Opere: Oltre a quelle che sono state già citate si ricordano le seguenti: Poesie, Bologna 1786; Li veri adoratori adorano in spirito e Verità, ibid. 1793; Di qual modo usar si debba delle acque Porrettane. Canto bernesco, Imola 1820; Disamina degli Elementi di zoologia dei signor abbate Camillo Ranzani, Forlì 1820; Discorso intorno alla prima parte dei secondo tomo di Elementare zoologia del prof. abbate C. Ranzani,Imola 1820; Sonetti di autori bolognesi, pubblicati da U. B. e P. Costa, Bologna 1821; Fra l'illustrissimo consiglio dei partecipanti e il signor L. Borghi, Risposta a favore del detto consiglio, ibid. 1821; Lettera apologetica al signor avv. V. Amici, Pesaro 1823; Osservazioni critiche sull'operetta del prof. F. Orioli intorno l'intendimento del cane e degli altri bruti, Roma 1824 (estr. del Giornale Arcadico, XXI, 2, 1820); Commedie, Bologna 1825; Versi, ibid. 1825.

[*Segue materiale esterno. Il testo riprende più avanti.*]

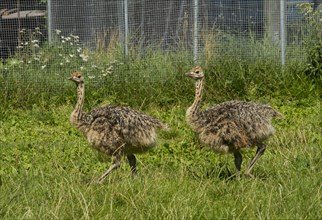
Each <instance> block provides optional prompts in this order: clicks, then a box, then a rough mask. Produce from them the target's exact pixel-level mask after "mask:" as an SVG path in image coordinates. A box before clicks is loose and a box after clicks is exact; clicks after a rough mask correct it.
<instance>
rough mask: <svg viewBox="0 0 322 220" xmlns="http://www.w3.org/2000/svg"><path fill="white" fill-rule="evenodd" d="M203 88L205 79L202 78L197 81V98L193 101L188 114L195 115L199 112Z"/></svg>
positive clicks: (196, 87) (195, 95)
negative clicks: (203, 83)
mask: <svg viewBox="0 0 322 220" xmlns="http://www.w3.org/2000/svg"><path fill="white" fill-rule="evenodd" d="M202 88H203V79H200V80H198V81H197V82H196V93H195V100H194V101H193V103H192V105H191V106H190V107H189V108H188V110H187V116H190V117H195V116H196V115H197V113H198V112H199V107H200V103H201V98H202Z"/></svg>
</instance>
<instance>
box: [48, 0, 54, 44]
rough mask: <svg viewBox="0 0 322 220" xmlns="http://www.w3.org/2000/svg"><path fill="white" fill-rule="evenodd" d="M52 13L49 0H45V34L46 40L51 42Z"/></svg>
mask: <svg viewBox="0 0 322 220" xmlns="http://www.w3.org/2000/svg"><path fill="white" fill-rule="evenodd" d="M51 17H52V14H51V0H47V25H48V28H47V31H48V32H47V34H48V42H49V43H52V40H53V39H52V18H51Z"/></svg>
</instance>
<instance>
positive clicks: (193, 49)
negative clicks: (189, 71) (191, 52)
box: [193, 0, 199, 64]
mask: <svg viewBox="0 0 322 220" xmlns="http://www.w3.org/2000/svg"><path fill="white" fill-rule="evenodd" d="M198 6H199V5H198V0H194V2H193V62H194V63H195V64H197V62H198V37H199V36H198V34H199V33H198V9H199V8H198Z"/></svg>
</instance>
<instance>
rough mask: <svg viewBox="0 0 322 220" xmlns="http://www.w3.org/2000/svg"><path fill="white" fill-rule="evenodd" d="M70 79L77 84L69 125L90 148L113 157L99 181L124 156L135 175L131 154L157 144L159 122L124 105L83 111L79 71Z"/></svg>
mask: <svg viewBox="0 0 322 220" xmlns="http://www.w3.org/2000/svg"><path fill="white" fill-rule="evenodd" d="M70 80H72V81H74V82H75V83H76V85H77V104H76V106H75V109H74V111H73V112H72V114H71V116H70V122H71V124H72V125H73V126H74V127H76V128H77V129H78V130H79V131H81V132H82V133H83V134H84V135H85V136H86V137H87V140H88V142H89V144H90V145H91V146H93V147H94V148H95V149H97V150H99V151H101V152H103V153H105V154H107V155H110V156H112V157H113V158H112V160H113V162H112V165H111V166H110V167H109V169H108V170H107V171H106V172H105V173H104V174H103V175H102V176H101V177H100V179H99V181H102V180H103V179H104V178H105V177H106V176H107V175H108V174H109V173H110V172H111V171H112V170H114V169H116V168H118V167H119V166H120V164H121V157H122V156H123V155H125V156H127V158H128V161H129V164H130V166H131V170H132V173H133V174H135V173H136V158H135V156H134V153H143V152H146V151H147V150H149V149H151V148H152V147H154V146H155V145H156V138H157V135H156V129H167V125H166V124H164V123H162V122H161V121H160V120H159V119H157V118H154V117H151V116H149V115H146V114H144V113H142V112H139V111H136V110H133V109H131V108H129V107H124V106H111V105H106V106H101V107H96V108H94V109H93V110H91V111H90V112H83V111H82V108H83V104H84V95H85V94H84V93H85V87H84V78H83V76H82V75H81V73H79V72H75V73H73V74H72V76H71V78H70Z"/></svg>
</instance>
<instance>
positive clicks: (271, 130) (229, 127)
mask: <svg viewBox="0 0 322 220" xmlns="http://www.w3.org/2000/svg"><path fill="white" fill-rule="evenodd" d="M186 75H187V76H189V77H191V78H193V79H195V80H196V93H195V100H194V102H193V104H192V105H191V106H190V107H189V108H188V109H187V112H186V121H187V123H188V124H189V125H190V127H191V128H192V129H193V130H194V131H195V132H196V133H197V134H198V136H199V139H200V141H201V142H202V143H204V144H206V145H208V146H209V147H210V148H212V149H213V150H215V151H218V152H224V153H233V154H234V157H235V165H236V169H237V174H238V175H239V172H240V168H241V164H242V156H241V154H240V152H239V151H240V150H241V149H243V148H246V147H253V146H257V153H256V155H255V157H254V159H253V160H252V162H251V164H250V166H249V168H248V170H247V171H246V174H248V175H250V172H251V170H252V168H253V166H254V164H255V163H256V161H257V159H258V158H259V157H260V156H261V155H262V154H263V153H264V151H265V149H266V146H265V144H264V141H265V140H267V139H268V138H269V137H270V136H272V135H273V134H274V131H275V130H274V128H273V126H272V118H274V117H277V118H282V117H283V116H282V114H281V113H280V112H278V111H277V110H275V109H273V108H272V107H271V106H269V105H264V104H259V103H253V102H244V101H228V102H223V103H221V104H218V105H215V106H213V107H211V108H209V109H207V110H205V111H200V110H199V107H200V103H201V98H202V89H203V83H204V72H203V70H202V68H201V67H199V66H196V67H194V68H192V69H191V71H190V72H188V73H186Z"/></svg>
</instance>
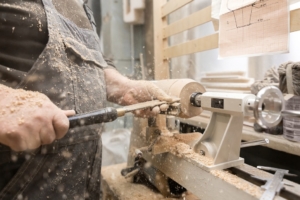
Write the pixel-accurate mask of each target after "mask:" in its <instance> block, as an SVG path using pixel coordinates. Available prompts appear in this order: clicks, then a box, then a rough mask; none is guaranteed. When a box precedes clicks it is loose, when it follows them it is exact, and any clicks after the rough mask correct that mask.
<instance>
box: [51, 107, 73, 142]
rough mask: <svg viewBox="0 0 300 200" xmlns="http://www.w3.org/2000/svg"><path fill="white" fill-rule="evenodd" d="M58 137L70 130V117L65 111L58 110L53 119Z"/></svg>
mask: <svg viewBox="0 0 300 200" xmlns="http://www.w3.org/2000/svg"><path fill="white" fill-rule="evenodd" d="M52 124H53V128H54V131H55V134H56V139H61V138H62V137H63V136H65V134H66V133H67V132H68V130H69V124H70V123H69V119H68V118H67V116H66V115H65V113H64V112H62V111H61V112H57V113H56V114H55V115H54V117H53V120H52Z"/></svg>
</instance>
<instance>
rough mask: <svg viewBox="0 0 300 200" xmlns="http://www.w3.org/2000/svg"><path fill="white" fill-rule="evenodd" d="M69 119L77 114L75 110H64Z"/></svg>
mask: <svg viewBox="0 0 300 200" xmlns="http://www.w3.org/2000/svg"><path fill="white" fill-rule="evenodd" d="M63 112H64V113H65V115H66V116H67V117H71V116H73V115H75V114H76V112H75V110H63Z"/></svg>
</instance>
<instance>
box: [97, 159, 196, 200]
mask: <svg viewBox="0 0 300 200" xmlns="http://www.w3.org/2000/svg"><path fill="white" fill-rule="evenodd" d="M124 168H126V163H121V164H117V165H112V166H107V167H103V168H102V171H101V175H102V180H101V188H102V199H104V200H135V199H142V200H180V199H174V198H164V197H163V196H162V195H161V194H160V193H158V192H157V191H154V190H152V189H150V188H148V187H147V186H145V185H142V184H135V183H131V182H130V180H128V179H125V178H124V177H123V176H122V175H121V170H122V169H124ZM181 200H199V198H197V197H195V196H194V195H193V194H191V193H187V194H185V196H184V197H182V198H181Z"/></svg>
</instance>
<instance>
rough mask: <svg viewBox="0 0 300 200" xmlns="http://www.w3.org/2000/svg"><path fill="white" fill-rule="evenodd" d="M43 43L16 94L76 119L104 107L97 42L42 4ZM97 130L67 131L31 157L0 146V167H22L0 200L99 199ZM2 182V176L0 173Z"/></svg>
mask: <svg viewBox="0 0 300 200" xmlns="http://www.w3.org/2000/svg"><path fill="white" fill-rule="evenodd" d="M43 4H44V8H45V12H46V16H47V23H48V32H49V40H48V43H47V45H46V47H45V49H44V51H43V52H42V53H41V55H40V56H39V58H38V60H37V61H36V62H35V64H34V65H33V67H32V69H31V70H30V71H29V72H28V74H27V76H26V77H25V78H24V79H23V80H22V82H21V83H20V84H19V85H18V88H24V89H26V90H33V91H39V92H42V93H44V94H46V95H47V96H48V97H49V98H50V99H51V100H52V101H53V102H54V103H55V104H56V105H57V106H58V107H60V108H62V109H65V110H67V109H74V110H76V112H77V113H83V112H88V111H91V110H95V109H99V108H102V107H104V102H105V101H106V85H105V79H104V72H103V68H105V67H107V64H106V62H105V61H104V59H103V57H102V55H101V53H100V49H99V48H100V45H99V41H98V36H97V34H96V33H95V32H94V31H93V30H88V29H82V28H78V27H77V26H76V25H75V24H74V23H73V22H71V21H70V20H68V19H67V18H65V17H64V16H62V15H61V14H60V13H58V11H57V10H56V9H55V7H54V5H53V4H52V2H51V0H43ZM101 128H102V126H101V125H92V126H86V127H80V128H75V129H72V130H69V132H68V133H67V135H66V136H65V137H64V138H63V139H61V140H57V141H55V142H54V143H53V144H51V145H45V146H42V147H41V148H40V149H39V150H38V151H35V152H34V153H14V152H12V151H11V150H10V149H9V148H8V147H7V146H4V145H1V144H0V165H2V166H5V167H6V168H7V169H8V170H11V169H13V168H14V162H17V161H18V159H19V160H22V159H24V160H25V161H24V162H23V164H22V165H21V167H20V168H18V169H17V170H18V171H17V173H16V174H15V175H14V177H13V178H12V179H11V180H10V181H9V182H8V183H7V184H6V185H5V187H4V188H3V189H2V190H1V192H0V199H9V200H11V199H30V200H35V199H99V196H100V194H99V193H100V169H101V140H100V132H101ZM0 173H1V174H2V175H0V177H1V176H4V175H5V171H4V172H3V171H0Z"/></svg>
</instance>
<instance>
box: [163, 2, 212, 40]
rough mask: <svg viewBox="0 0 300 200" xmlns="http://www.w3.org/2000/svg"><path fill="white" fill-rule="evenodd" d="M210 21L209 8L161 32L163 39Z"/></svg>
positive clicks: (210, 8)
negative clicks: (162, 36)
mask: <svg viewBox="0 0 300 200" xmlns="http://www.w3.org/2000/svg"><path fill="white" fill-rule="evenodd" d="M209 21H211V6H208V7H206V8H204V9H202V10H199V11H197V12H195V13H193V14H191V15H189V16H188V17H185V18H183V19H181V20H178V21H176V22H174V23H172V24H170V25H169V26H167V27H165V28H164V30H163V35H164V38H166V37H169V36H171V35H175V34H177V33H180V32H182V31H185V30H188V29H191V28H194V27H196V26H199V25H201V24H204V23H207V22H209Z"/></svg>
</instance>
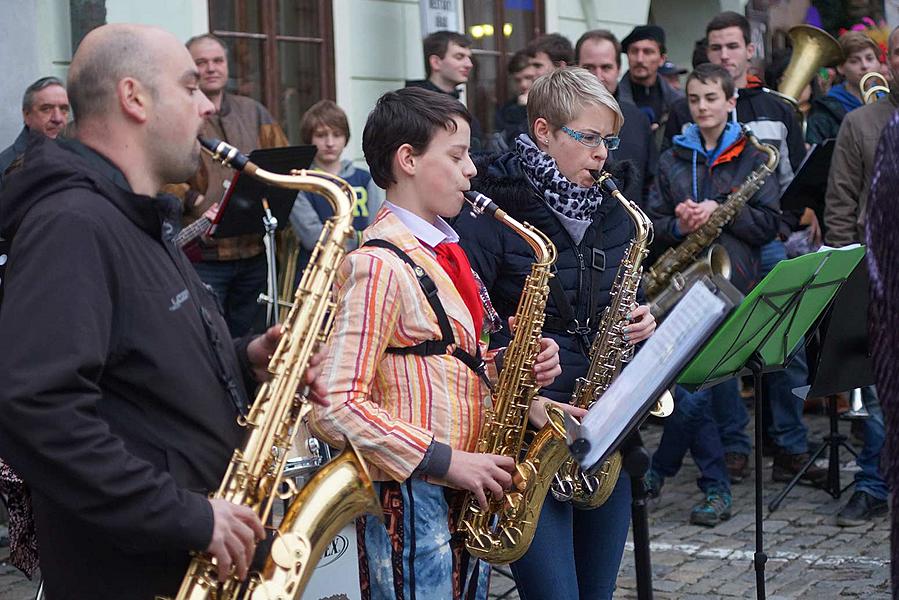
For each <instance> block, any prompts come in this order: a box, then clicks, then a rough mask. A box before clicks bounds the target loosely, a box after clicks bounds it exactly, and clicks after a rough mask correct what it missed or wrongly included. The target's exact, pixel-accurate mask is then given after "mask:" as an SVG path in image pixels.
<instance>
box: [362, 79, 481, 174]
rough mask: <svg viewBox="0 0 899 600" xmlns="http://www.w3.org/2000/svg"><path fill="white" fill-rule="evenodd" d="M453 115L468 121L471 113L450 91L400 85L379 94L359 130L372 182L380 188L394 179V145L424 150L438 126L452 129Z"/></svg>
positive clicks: (456, 116)
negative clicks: (451, 94)
mask: <svg viewBox="0 0 899 600" xmlns="http://www.w3.org/2000/svg"><path fill="white" fill-rule="evenodd" d="M454 117H459V118H461V119H463V120H465V122H466V123H468V124H469V125H470V124H471V113H469V112H468V109H467V108H465V106H464V105H463V104H462V103H461V102H459V101H458V100H456V99H455V98H453V97H452V96H450V95H449V94H440V93H437V92H432V91H430V90H426V89H423V88H403V89H401V90H397V91H395V92H387V93H386V94H384V95H383V96H381V97H380V98H379V99H378V103H377V104H376V105H375V108H374V110H372V111H371V113H369V115H368V120H367V121H366V122H365V129H364V130H363V131H362V153H363V154H364V155H365V162H367V163H368V170H369V171H370V172H371V177H372V179H374V180H375V183H376V184H378V186H379V187H381V188H383V189H387V187H388V186H389V185H391V184H393V183H396V177H395V176H394V174H393V157H394V156H395V155H396V151H397V149H399V147H400V146H402V145H403V144H409V145H410V146H412V148H413V150H414V151H415V153H416V154H422V153H424V152H425V151H426V150H427V149H428V145H429V144H430V143H431V140H432V139H433V138H434V133H435V132H436V131H437V130H438V129H439V128H441V127H442V128H443V129H446V130H447V131H450V132H453V131H455V129H456V123H455V121H453V118H454Z"/></svg>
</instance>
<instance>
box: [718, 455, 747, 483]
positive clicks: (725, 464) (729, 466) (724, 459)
mask: <svg viewBox="0 0 899 600" xmlns="http://www.w3.org/2000/svg"><path fill="white" fill-rule="evenodd" d="M724 464H725V465H727V475H728V477H730V482H731V483H740V482H741V481H743V479H745V478H746V477H749V457H748V456H746V455H745V454H741V453H740V452H728V453H727V454H725V455H724Z"/></svg>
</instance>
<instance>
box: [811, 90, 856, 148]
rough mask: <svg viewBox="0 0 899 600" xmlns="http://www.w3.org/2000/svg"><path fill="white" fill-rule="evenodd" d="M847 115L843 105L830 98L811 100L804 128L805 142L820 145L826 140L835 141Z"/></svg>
mask: <svg viewBox="0 0 899 600" xmlns="http://www.w3.org/2000/svg"><path fill="white" fill-rule="evenodd" d="M847 114H849V113H848V112H847V111H846V107H844V106H843V103H842V102H840V101H839V100H837V99H836V98H834V97H832V96H821V97H820V98H815V99H814V100H812V109H811V110H810V111H809V114H808V120H807V121H806V124H805V125H806V127H805V141H807V142H808V143H809V144H820V143H822V142H823V141H824V140H827V139H835V138H836V137H837V133H839V132H840V124H841V123H842V122H843V117H845V116H846V115H847Z"/></svg>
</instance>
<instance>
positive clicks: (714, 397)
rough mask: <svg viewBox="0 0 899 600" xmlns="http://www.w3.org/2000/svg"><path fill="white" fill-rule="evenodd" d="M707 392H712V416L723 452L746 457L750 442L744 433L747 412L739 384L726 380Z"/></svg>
mask: <svg viewBox="0 0 899 600" xmlns="http://www.w3.org/2000/svg"><path fill="white" fill-rule="evenodd" d="M709 391H710V392H712V400H711V403H712V415H713V416H714V417H715V423H717V424H718V434H719V435H720V436H721V445H722V446H724V452H736V453H738V454H745V455H747V456H748V455H749V453H750V452H751V451H752V442H750V441H749V435H748V434H747V433H746V426H747V425H748V424H749V412H747V410H746V403H745V402H743V398H742V397H741V396H740V386H739V383H738V382H737V380H736V379H728V380H727V381H725V382H723V383H720V384H718V385H716V386H715V387H713V388H712V389H711V390H709Z"/></svg>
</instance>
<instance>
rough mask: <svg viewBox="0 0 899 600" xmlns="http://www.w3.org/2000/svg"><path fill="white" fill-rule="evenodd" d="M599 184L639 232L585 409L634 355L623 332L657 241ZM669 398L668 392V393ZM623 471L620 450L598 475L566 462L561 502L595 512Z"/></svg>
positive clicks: (625, 203)
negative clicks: (652, 248) (651, 245)
mask: <svg viewBox="0 0 899 600" xmlns="http://www.w3.org/2000/svg"><path fill="white" fill-rule="evenodd" d="M597 183H598V184H599V185H600V186H602V187H603V188H604V190H605V191H606V192H607V193H608V194H609V195H611V196H612V197H614V198H615V199H616V200H617V201H618V202H619V203H620V204H621V206H622V207H623V208H624V211H625V212H626V213H627V216H628V217H629V218H630V219H631V221H632V222H633V224H634V228H635V230H636V233H635V235H634V237H633V239H631V241H630V243H629V245H628V247H627V249H626V250H625V252H624V258H622V260H621V264H620V265H619V266H618V272H617V273H616V275H615V281H614V283H613V284H612V291H611V293H610V298H611V302H610V304H609V306H607V307H606V309H605V311H603V314H602V318H601V320H600V323H599V327H598V328H597V333H596V337H595V338H593V344H592V345H591V347H590V366H589V367H588V369H587V373H586V374H585V375H584V377H579V378H578V379H577V380H576V381H575V386H574V392H573V393H572V397H571V403H572V404H573V405H574V406H578V407H580V408H590V406H591V405H592V404H593V402H595V401H596V399H597V398H599V397H600V396H601V395H602V394H603V393H604V392H605V391H606V389H608V387H609V385H610V384H611V383H612V380H613V379H614V378H615V376H616V375H617V374H618V372H619V371H620V370H621V367H622V365H623V364H624V363H626V362H627V361H629V360H630V359H631V357H632V356H633V352H634V347H633V346H631V345H630V344H628V343H627V342H626V341H625V340H624V333H623V331H622V329H623V328H624V327H625V326H626V325H627V323H628V320H627V315H628V313H629V312H630V311H631V310H632V308H633V307H634V306H635V305H636V303H637V290H638V289H639V287H640V276H641V275H642V272H643V268H642V267H641V264H642V262H643V259H644V258H646V255H647V254H648V253H649V245H650V244H651V243H652V221H650V220H649V217H647V216H646V214H645V213H644V212H643V211H642V210H640V208H639V207H638V206H637V205H636V204H635V203H634V202H632V201H630V200H628V199H627V198H625V197H624V195H623V194H622V193H621V192H619V191H618V187H617V186H616V185H615V182H614V181H613V180H612V178H611V176H610V175H609V174H608V173H602V174H601V175H600V176H599V177H598V178H597ZM666 394H667V392H666ZM672 406H673V403H672V401H671V399H670V394H668V395H667V396H663V398H662V399H661V400H659V402H657V404H656V408H655V409H654V410H653V411H652V412H653V414H657V415H660V416H667V415H668V414H670V413H671V408H672ZM620 472H621V453H620V452H615V453H614V454H612V456H611V457H610V458H608V459H607V460H605V461H604V462H603V464H602V465H601V466H600V467H599V469H597V470H596V472H595V473H592V474H588V473H585V472H583V471H582V470H581V469H580V467H579V466H578V464H577V463H576V462H575V461H574V460H573V459H571V458H568V460H566V461H565V464H563V465H562V468H561V469H559V472H558V473H557V474H556V477H555V479H554V480H553V483H552V493H553V496H554V497H555V498H556V500H559V501H561V502H566V501H569V500H570V501H571V503H572V505H573V506H575V508H580V509H591V508H597V507H599V506H601V505H602V504H603V503H604V502H605V501H606V500H607V499H608V498H609V495H611V493H612V491H613V490H614V489H615V484H616V483H617V481H618V475H619V473H620Z"/></svg>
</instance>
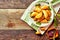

Bibl.: G.Salvainoli Marchetti, necrologio, in Giornale Arcadico di sc. lett., ed arti, XXXVIII(1828), pp. 392-395; E. De Tipaldo, Biografia degli italiani illustri, I, Venezia 1834, pp. 40 s.; C. Pepoli, Ricordanze biografiche…, I, Bologna 1881, pp. 1-88; C. Tivaroni, L'Italia durante il dominio francese (1789-1815), I, Torino-Roma 1899, p. 371; Id., L'Italia durante il dominio austriaco (1815-1849), II, Torino-Roma 1892, p. 113; G. Vicini, G. Vicini giuriconsulto e legislatore…, Bologna 1897, pp. 191-93; A. Sorbelli, Opuscoli, stampe alla macchia e fogli volanti…, Firenze 1927, pp. XXIX s.; G. Vincenti Mareri, Un diplomatico del secolo decimottavo…, Milano 1931, pp. 228, 316, 320, 325, 332 e n. 1, 335, 392; L. Simeoni, Storia dell'univ. di Bologna, II, Bologna 1940, pp. 130, 146; D. Lanciotti, Il gov. delle provincie unite ital., Roma 1941, p. 110; L. Pásztor-P. Pirri, L'Arch. dei governi provvisori di Bologna e delle Prov. unite del 1831, Città del Vaticano 1956, p. 526; A. Berselli, Movimenti politici a Bologna dal 1815 al 1853, in Boll. del Museo del Risorg., Convegno di Studi sul Risorgimento, Roma 1961, pp. 216 s.; A. Sorbelli-G. Mazzatinti, Inventari dei manoscritti delle bibl. ital., XLIII, p. 48.